January 15, 2010 - MPR’s Tom Robertson reports on DFL candidates for Minnesota governor participating in Bemidji forum on Native American issues. Report includes comments from Peggy Flanagan, director of Wellstone Action’s Native American Leadership program.
September 16, 2010 - MPR’s Kerri Miller interviews Minnesota writer Louise Erdrich about The Guthrie Theater production of Erdrich's novel "The Master Butchers Singing Club." Francesca Zambello, internationally renowned opera and theater director, is also interviewed.
March 14, 2011 - MPR’s Euan Kerr talks with Ojibwe writer Jim Northrup. For almost 22 years, Northrup has entertained and chastened readers of his syndicated “Fond Du Lacs Follies” newspaper column.

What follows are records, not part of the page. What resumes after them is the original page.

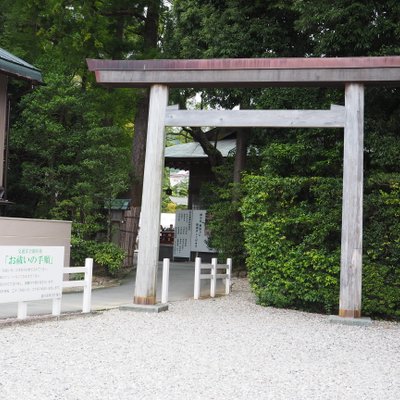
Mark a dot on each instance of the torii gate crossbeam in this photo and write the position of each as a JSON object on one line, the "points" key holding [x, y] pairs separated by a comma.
{"points": [[159, 75]]}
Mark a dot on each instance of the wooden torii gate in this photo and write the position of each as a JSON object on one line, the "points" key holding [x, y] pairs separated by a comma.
{"points": [[159, 75]]}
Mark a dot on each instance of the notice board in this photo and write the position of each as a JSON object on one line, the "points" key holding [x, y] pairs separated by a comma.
{"points": [[191, 234], [30, 273]]}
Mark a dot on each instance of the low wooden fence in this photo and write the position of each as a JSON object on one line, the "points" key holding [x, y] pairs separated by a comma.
{"points": [[212, 275], [86, 283]]}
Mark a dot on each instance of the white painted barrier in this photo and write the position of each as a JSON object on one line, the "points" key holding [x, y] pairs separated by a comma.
{"points": [[86, 283], [165, 281], [212, 276]]}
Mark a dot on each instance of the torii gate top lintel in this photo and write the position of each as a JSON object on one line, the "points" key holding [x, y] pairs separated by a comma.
{"points": [[248, 72]]}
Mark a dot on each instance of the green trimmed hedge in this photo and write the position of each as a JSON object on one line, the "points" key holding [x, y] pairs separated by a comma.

He's covered everything from the rise of casinos and treaty rights, to his love of tapping trees for syrup, and harvesting wild rice…and he always included lots of jokes.
October 4, 2011 - MPR’s Julie Siple reports on the fight against hunger on the White Earth Reservation. Tribal officials estimate up to 50 percent of American Indians on the reservation live below the poverty line. For some, ensuring there is enough healthy food to feed themselves and their families is a problem. There is a growing effort to return to traditional foods to help alleviate hunger and improve the health of people on the reservation while reconnecting them with a diet that served their ancestors.
November 8, 2011 - MPR’s Dan Gunderson reports on creation of four Native American radio stations in Callaway, Nett Lake, Cloquet and Cass Lake. Gunderson interviews tribe members behind the efforts to provide service to American Indian audiences in the northern Minnesota area.
November 8, 2011 - Native American activist Winona LaDuke speaks about the importance of Native American radio stations. LaDuke is one of the individuals behind starting station for White Earth reservation.
October 2, 2012 - On this Daily Circuit program, MPR’s Kerri Miller talks with Native American author Louise Erdrich about her book “The Round House.” Erdrich describes the writing decisions and background to book.